Todos fazendo parte da mesma podridão.
somos o único lixo que canta e dança no mundo.
você não é sua conta bancária.
nem as roupas que usa.
você não é o conteúdo de sua carteira.
você não é seu câncer de intestino.
você não é o carro que dirige.
você não é suas malditas "gatinhas"
você precisa desistir.
você precisa saber que vai morrer um dia.
antes disso você é um inútil.


Mas!? E o que é a violência? Vc se descobrir falando mal do outro talvez seja um ato de violência? Como saber o peso das ações se estamos a fazê-las? Existe violência no presente para quem faz?

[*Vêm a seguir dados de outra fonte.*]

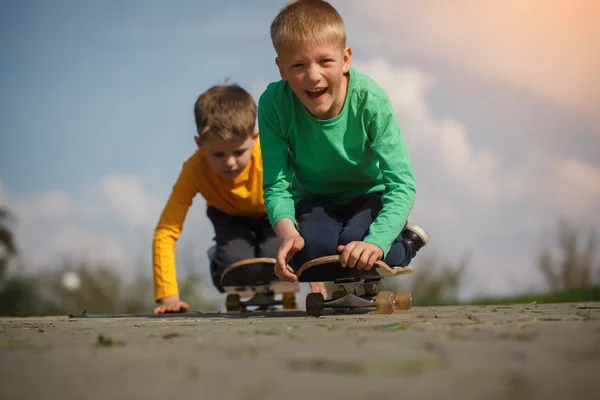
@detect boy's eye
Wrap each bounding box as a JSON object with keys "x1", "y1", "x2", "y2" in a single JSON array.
[
  {"x1": 212, "y1": 152, "x2": 225, "y2": 158},
  {"x1": 291, "y1": 63, "x2": 303, "y2": 68},
  {"x1": 320, "y1": 59, "x2": 333, "y2": 64},
  {"x1": 234, "y1": 150, "x2": 245, "y2": 156}
]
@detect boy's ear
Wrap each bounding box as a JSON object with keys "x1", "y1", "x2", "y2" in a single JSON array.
[
  {"x1": 194, "y1": 136, "x2": 202, "y2": 149},
  {"x1": 275, "y1": 57, "x2": 287, "y2": 81},
  {"x1": 251, "y1": 131, "x2": 259, "y2": 140},
  {"x1": 342, "y1": 46, "x2": 352, "y2": 74}
]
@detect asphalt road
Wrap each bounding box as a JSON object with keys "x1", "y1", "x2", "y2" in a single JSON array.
[{"x1": 1, "y1": 302, "x2": 599, "y2": 400}]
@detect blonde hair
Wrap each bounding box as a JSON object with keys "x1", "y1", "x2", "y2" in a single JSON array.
[
  {"x1": 194, "y1": 84, "x2": 256, "y2": 145},
  {"x1": 270, "y1": 0, "x2": 346, "y2": 54}
]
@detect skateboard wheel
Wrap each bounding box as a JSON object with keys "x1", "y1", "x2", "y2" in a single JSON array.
[
  {"x1": 395, "y1": 289, "x2": 412, "y2": 310},
  {"x1": 225, "y1": 294, "x2": 242, "y2": 312},
  {"x1": 306, "y1": 293, "x2": 325, "y2": 317},
  {"x1": 282, "y1": 292, "x2": 298, "y2": 310},
  {"x1": 375, "y1": 291, "x2": 395, "y2": 314}
]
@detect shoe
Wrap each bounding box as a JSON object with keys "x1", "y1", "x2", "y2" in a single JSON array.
[{"x1": 402, "y1": 223, "x2": 430, "y2": 257}]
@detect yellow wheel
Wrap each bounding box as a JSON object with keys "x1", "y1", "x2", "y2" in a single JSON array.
[
  {"x1": 375, "y1": 291, "x2": 395, "y2": 314},
  {"x1": 282, "y1": 292, "x2": 298, "y2": 310},
  {"x1": 395, "y1": 289, "x2": 412, "y2": 310},
  {"x1": 226, "y1": 294, "x2": 242, "y2": 312},
  {"x1": 306, "y1": 293, "x2": 325, "y2": 317}
]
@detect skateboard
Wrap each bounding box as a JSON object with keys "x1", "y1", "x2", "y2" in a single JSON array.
[
  {"x1": 220, "y1": 257, "x2": 300, "y2": 312},
  {"x1": 296, "y1": 255, "x2": 413, "y2": 317}
]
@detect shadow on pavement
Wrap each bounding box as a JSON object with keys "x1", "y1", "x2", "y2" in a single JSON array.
[{"x1": 68, "y1": 309, "x2": 371, "y2": 319}]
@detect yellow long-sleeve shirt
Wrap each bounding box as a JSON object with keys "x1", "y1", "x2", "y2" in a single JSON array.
[{"x1": 152, "y1": 139, "x2": 266, "y2": 302}]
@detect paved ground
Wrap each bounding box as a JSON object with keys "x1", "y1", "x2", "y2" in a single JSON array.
[{"x1": 1, "y1": 302, "x2": 599, "y2": 400}]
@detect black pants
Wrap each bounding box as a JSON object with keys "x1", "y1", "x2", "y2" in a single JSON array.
[{"x1": 206, "y1": 207, "x2": 279, "y2": 293}]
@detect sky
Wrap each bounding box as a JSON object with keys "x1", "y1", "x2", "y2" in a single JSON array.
[{"x1": 1, "y1": 0, "x2": 599, "y2": 300}]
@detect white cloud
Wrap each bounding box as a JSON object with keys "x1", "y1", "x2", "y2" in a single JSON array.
[
  {"x1": 558, "y1": 159, "x2": 600, "y2": 200},
  {"x1": 98, "y1": 174, "x2": 163, "y2": 229},
  {"x1": 352, "y1": 58, "x2": 600, "y2": 297},
  {"x1": 0, "y1": 174, "x2": 214, "y2": 278},
  {"x1": 355, "y1": 58, "x2": 501, "y2": 207},
  {"x1": 336, "y1": 0, "x2": 600, "y2": 122}
]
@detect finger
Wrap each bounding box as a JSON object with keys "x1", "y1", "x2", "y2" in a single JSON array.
[
  {"x1": 276, "y1": 243, "x2": 291, "y2": 271},
  {"x1": 339, "y1": 242, "x2": 354, "y2": 267},
  {"x1": 283, "y1": 267, "x2": 298, "y2": 282},
  {"x1": 153, "y1": 306, "x2": 163, "y2": 314},
  {"x1": 347, "y1": 245, "x2": 363, "y2": 268},
  {"x1": 156, "y1": 306, "x2": 167, "y2": 314},
  {"x1": 276, "y1": 263, "x2": 297, "y2": 282},
  {"x1": 274, "y1": 264, "x2": 285, "y2": 280},
  {"x1": 356, "y1": 249, "x2": 371, "y2": 270},
  {"x1": 364, "y1": 252, "x2": 379, "y2": 270},
  {"x1": 180, "y1": 302, "x2": 190, "y2": 312}
]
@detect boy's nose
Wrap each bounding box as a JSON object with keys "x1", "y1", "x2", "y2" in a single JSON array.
[
  {"x1": 225, "y1": 156, "x2": 236, "y2": 167},
  {"x1": 307, "y1": 65, "x2": 322, "y2": 82}
]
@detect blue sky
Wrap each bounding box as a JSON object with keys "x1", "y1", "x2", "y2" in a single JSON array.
[
  {"x1": 0, "y1": 0, "x2": 286, "y2": 196},
  {"x1": 1, "y1": 0, "x2": 599, "y2": 300}
]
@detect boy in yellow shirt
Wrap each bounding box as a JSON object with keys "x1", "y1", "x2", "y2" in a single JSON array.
[{"x1": 152, "y1": 83, "x2": 326, "y2": 314}]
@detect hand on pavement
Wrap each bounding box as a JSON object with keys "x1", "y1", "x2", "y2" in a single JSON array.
[{"x1": 153, "y1": 295, "x2": 190, "y2": 314}]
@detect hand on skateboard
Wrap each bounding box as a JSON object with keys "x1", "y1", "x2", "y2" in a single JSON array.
[
  {"x1": 275, "y1": 234, "x2": 304, "y2": 282},
  {"x1": 153, "y1": 295, "x2": 190, "y2": 314},
  {"x1": 337, "y1": 241, "x2": 383, "y2": 270}
]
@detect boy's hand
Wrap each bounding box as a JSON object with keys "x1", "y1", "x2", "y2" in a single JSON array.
[
  {"x1": 273, "y1": 218, "x2": 304, "y2": 282},
  {"x1": 275, "y1": 234, "x2": 304, "y2": 282},
  {"x1": 153, "y1": 295, "x2": 190, "y2": 314},
  {"x1": 309, "y1": 282, "x2": 328, "y2": 299},
  {"x1": 337, "y1": 241, "x2": 383, "y2": 270}
]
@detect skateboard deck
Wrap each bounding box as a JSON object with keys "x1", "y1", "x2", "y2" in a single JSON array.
[
  {"x1": 295, "y1": 255, "x2": 414, "y2": 317},
  {"x1": 296, "y1": 255, "x2": 413, "y2": 282},
  {"x1": 220, "y1": 257, "x2": 299, "y2": 312}
]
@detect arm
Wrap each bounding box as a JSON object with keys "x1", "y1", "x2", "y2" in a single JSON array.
[
  {"x1": 152, "y1": 159, "x2": 198, "y2": 304},
  {"x1": 363, "y1": 98, "x2": 416, "y2": 257},
  {"x1": 257, "y1": 90, "x2": 303, "y2": 281},
  {"x1": 257, "y1": 92, "x2": 296, "y2": 229}
]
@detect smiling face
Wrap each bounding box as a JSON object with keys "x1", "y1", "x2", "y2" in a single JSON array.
[
  {"x1": 276, "y1": 41, "x2": 352, "y2": 120},
  {"x1": 195, "y1": 133, "x2": 258, "y2": 181}
]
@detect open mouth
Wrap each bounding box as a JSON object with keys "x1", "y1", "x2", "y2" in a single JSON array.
[{"x1": 305, "y1": 87, "x2": 327, "y2": 100}]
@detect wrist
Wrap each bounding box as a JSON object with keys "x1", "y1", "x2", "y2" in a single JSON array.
[
  {"x1": 274, "y1": 218, "x2": 299, "y2": 240},
  {"x1": 159, "y1": 294, "x2": 180, "y2": 304}
]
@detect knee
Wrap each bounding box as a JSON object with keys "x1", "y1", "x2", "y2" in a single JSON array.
[
  {"x1": 258, "y1": 236, "x2": 280, "y2": 259},
  {"x1": 338, "y1": 226, "x2": 365, "y2": 246},
  {"x1": 214, "y1": 238, "x2": 255, "y2": 267},
  {"x1": 301, "y1": 229, "x2": 339, "y2": 259}
]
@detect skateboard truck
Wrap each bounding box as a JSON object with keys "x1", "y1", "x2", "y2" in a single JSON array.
[
  {"x1": 297, "y1": 255, "x2": 414, "y2": 317},
  {"x1": 306, "y1": 278, "x2": 412, "y2": 317},
  {"x1": 221, "y1": 258, "x2": 299, "y2": 312}
]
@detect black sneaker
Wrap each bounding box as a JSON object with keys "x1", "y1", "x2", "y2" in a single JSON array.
[{"x1": 402, "y1": 223, "x2": 430, "y2": 257}]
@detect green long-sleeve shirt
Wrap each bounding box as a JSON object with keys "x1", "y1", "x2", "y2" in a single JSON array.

Romper sempre foi selar às avessas um novo modo de perceber as realidades. Perceber a realidade que nos circunda, em certo modo e grau, é derrubar barreiras instituídas à séculos: linguagem, simbologia, mitos, costumes e culturas. A realidade nua é a simples impressão direta. Um cheiro, um contato, um murro. Quantos contatos precisamos ter para sabermos que estamos vivos? Escondidos nas barricadas que construímos, barricadas de pseudo ideologias, pseudo comportamentos. Um abraço em um doente de câncer que perde seus testículos (Bob); chorar no ombro de um tuberculoso nos faz sentir vivos ou potencialmente próximos da morte? Bem, norteando a idéia inicial, tocar o real ou a realidade (concepção) é de certo modo deixar viver, deixar ser livre, ou deixar morrer. Mesmo que em modo de farsa. Mas, e quando tocar simplesmente não tira a insônia fantasmagórica do operário padrão? (Personagem de Edward Norton) Um soco seria muito mais consistente. Um soco acordaria o que sempre se manteve dormindo. Socos e socos trocados. Sangue e dentes caindo da boca; crateras abertas e simplesmente viver ou deixar viver; o soco acorda o Tyler Durden
perdido; sempre existiu maculado ou surgiu agora? Bem, a questão é que sentir não proporciona lugar estável com o parecer, e nem com o sucumbir; apanhar ou bater são simplesmente a mesma coisa (vide cena que Tyler se deixa apanhar pelo dono do estabelecimento, ou quando ele pede para que todos do clube saiam apanhando). Violência é bater? Violência ativa ou passiva? Receber a proposta de um modo de vida único, aceitar as regras de uma sociedade sem regras; macular a vontade de existir escondida dentro da simbologia de uma cultura atônita e desgovernada; a violência simbólica talvez seja mais intensa que a violência nua e crua; caçar na quinta avenida; espalhar carne de veado pela pista abandonada; que tipo de violência se permite sentir e tocar o tocável?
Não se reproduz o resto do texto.